Rick Pollack, executive vice president of the American Hospital Assn., said CMS' proposal “appears to have been accomplished in a responsible way based on our preliminary analysis.” He said the hospital association will continue to review the proposal and its impact on states.
Health care observers said the approach would buy the federal government some time to determine the full impact of the ACA's coverage expansions. Because no one knows what the reductions of uninsured will be under the ACA coverage expansions in the next few years, CMS is proposing to enact a methodology for just two years so it can determine whether the rule was “effective in doing what we intended it to do in terms of achieving the statutory reductions in the aggregate levels of DSH spending, while not adversely or unfairly impacting any subset of providers,” Hencoski said.
Reductions still will go through
The DSH cuts under the ACA were supposed to run from fiscal 2014 through 2020, but subsequent legislative actions have extended those cuts to 2022, said Beth Feldpush, NAPH's senior vice president for policy and advocacy. These additional reductions typically have been used to help offset a temporary pay patch to Medicare's sustainable growth rate formula.

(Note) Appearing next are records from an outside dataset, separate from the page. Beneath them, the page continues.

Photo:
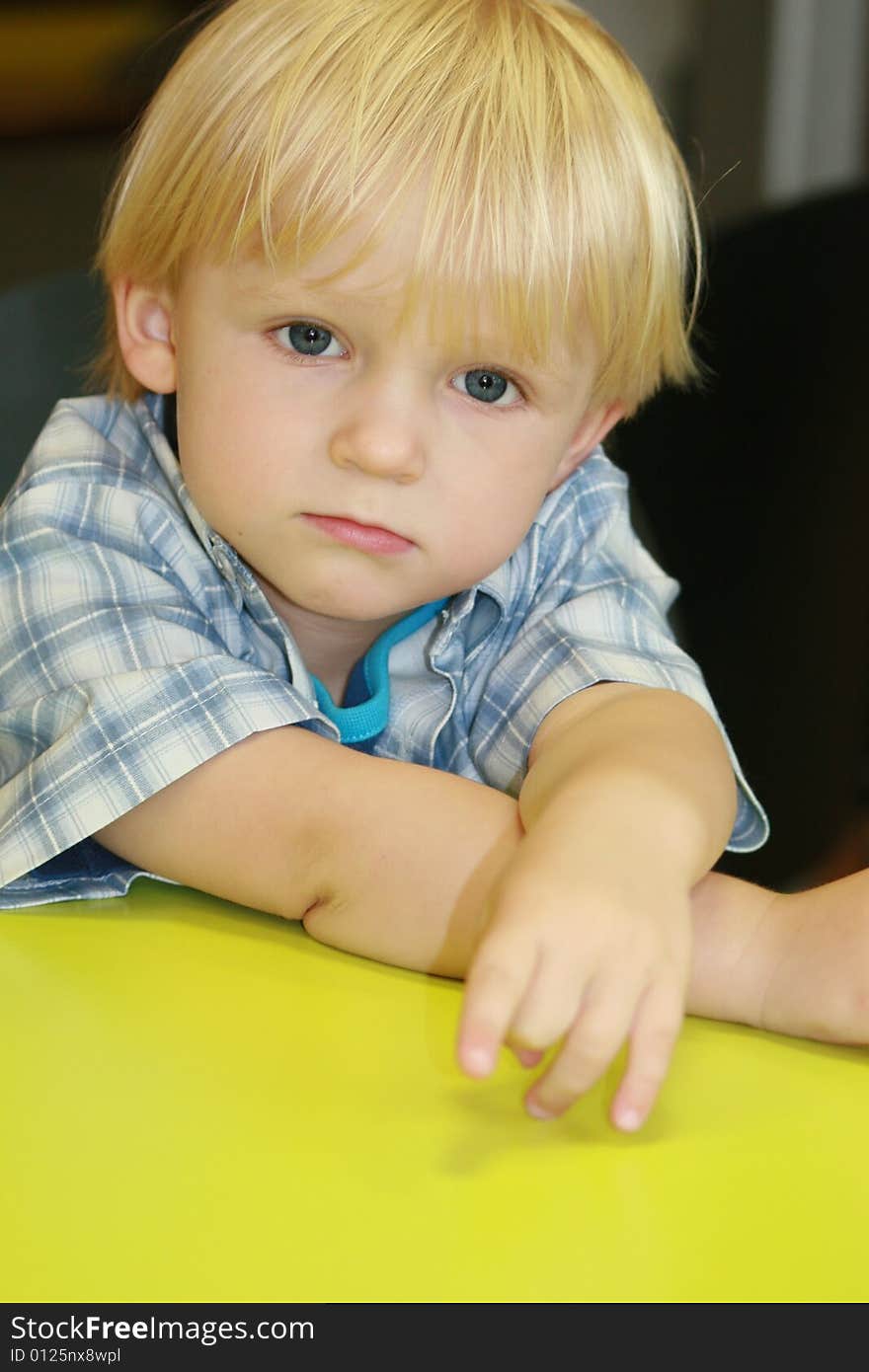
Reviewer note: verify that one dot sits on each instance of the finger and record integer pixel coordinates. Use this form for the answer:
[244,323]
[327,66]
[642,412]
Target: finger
[592,1043]
[549,1005]
[527,1056]
[653,1038]
[495,987]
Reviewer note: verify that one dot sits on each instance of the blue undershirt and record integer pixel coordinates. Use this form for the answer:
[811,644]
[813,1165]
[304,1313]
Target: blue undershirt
[366,699]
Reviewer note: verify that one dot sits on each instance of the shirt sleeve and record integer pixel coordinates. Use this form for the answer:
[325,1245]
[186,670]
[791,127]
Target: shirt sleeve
[123,661]
[591,605]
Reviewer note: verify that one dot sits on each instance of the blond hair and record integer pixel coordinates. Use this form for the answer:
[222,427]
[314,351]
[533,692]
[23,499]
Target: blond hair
[553,191]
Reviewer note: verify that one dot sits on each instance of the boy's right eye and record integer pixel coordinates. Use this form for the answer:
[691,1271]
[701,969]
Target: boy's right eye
[309,340]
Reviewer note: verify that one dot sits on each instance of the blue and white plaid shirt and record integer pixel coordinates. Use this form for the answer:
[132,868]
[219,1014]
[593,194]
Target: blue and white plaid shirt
[134,644]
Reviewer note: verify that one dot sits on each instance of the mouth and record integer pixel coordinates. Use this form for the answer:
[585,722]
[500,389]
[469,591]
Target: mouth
[366,538]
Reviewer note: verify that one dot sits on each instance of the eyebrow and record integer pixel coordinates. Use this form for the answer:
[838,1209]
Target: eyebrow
[481,345]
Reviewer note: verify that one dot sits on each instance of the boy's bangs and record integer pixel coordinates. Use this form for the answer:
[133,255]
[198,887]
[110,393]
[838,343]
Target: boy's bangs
[510,139]
[472,154]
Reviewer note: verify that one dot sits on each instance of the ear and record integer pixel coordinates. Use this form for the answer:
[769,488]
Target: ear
[593,428]
[144,326]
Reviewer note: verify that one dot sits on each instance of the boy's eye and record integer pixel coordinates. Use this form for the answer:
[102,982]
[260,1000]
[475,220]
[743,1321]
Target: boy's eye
[490,387]
[309,340]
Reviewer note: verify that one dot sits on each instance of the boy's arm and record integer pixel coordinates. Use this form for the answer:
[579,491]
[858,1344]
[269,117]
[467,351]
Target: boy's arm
[382,858]
[628,801]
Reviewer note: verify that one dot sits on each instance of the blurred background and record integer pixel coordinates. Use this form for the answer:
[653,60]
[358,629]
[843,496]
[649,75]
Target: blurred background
[766,99]
[752,492]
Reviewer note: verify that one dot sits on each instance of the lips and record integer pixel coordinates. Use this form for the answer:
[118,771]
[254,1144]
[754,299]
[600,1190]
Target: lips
[366,538]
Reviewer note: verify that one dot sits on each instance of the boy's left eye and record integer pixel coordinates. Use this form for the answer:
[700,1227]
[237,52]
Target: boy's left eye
[489,387]
[309,340]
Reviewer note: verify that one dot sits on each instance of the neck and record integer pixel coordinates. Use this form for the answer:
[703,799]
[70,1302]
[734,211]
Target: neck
[330,647]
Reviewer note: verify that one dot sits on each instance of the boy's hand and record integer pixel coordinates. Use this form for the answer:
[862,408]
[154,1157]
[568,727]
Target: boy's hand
[585,947]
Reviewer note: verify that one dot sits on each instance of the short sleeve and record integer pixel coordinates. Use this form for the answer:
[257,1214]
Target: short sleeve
[125,657]
[588,604]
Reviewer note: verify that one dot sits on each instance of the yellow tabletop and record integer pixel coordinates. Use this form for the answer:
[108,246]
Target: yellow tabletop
[202,1104]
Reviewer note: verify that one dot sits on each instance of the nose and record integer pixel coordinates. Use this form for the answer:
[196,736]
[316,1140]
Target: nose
[382,436]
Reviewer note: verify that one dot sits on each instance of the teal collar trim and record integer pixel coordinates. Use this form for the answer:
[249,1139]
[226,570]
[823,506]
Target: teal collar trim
[368,689]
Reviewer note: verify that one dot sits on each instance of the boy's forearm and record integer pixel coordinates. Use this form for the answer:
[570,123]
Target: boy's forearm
[647,767]
[382,858]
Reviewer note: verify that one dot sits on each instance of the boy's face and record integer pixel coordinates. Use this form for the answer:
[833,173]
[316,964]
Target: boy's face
[359,468]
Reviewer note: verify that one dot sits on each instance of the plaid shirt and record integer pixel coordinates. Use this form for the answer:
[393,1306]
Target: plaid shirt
[134,644]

Feldpush emphasized that in its proposed rule-making, CMS is not granting hospitals a reprieve from the Medicaid DSH cuts. The scheduled reductions, which over the next two fiscal years total $500 million and $600 million respectively, are hard-wired into the law. “What CMS said was: We're only going to put out the methodology for how we implement the first two years of the cuts, and then we're going to come back later and revise, refine or continue to move forward with the current methodology for those later years,” Feldpush said.
NAPH was encouraged that CMS' proposed methodology emphasizes how well states target DSH payments toward high-volume hospitals or those with high uncompensated care levels. The agency weighs this factor more heavily than it does the percentage of uninsured a state has, she said.
“We think that's the right approach, because as the total pool of dollars shrinks substantially over the years,” it makes sense to direct the remaining DSH money toward those hospitals providing the bulk of uncompensated care and serving the most vulnerable patients, she said.
The hospital groups ultimately want Congress to delay the DSH reductions. The AHA believes that Medicaid and Medicare DSH cuts “should be delayed for two years in order to better ascertain whether coverage expansions have been implemented,” Pollack said.
NAPH said the cuts moved too much too fast. “We have long been advocating for not only a reduction in the level of reduction in the cuts, but since the Supreme Court decision, a delay in their implementation,” Feldpush said. In a statement, she stressed that no matter how the cuts are made, states should do right by the uninsured “and move forward with [Medicaid] expansion as quickly as possible.”
The American Medical Association has approved numerous policies supporting adequate DSH payments for Medicare and Medicaid.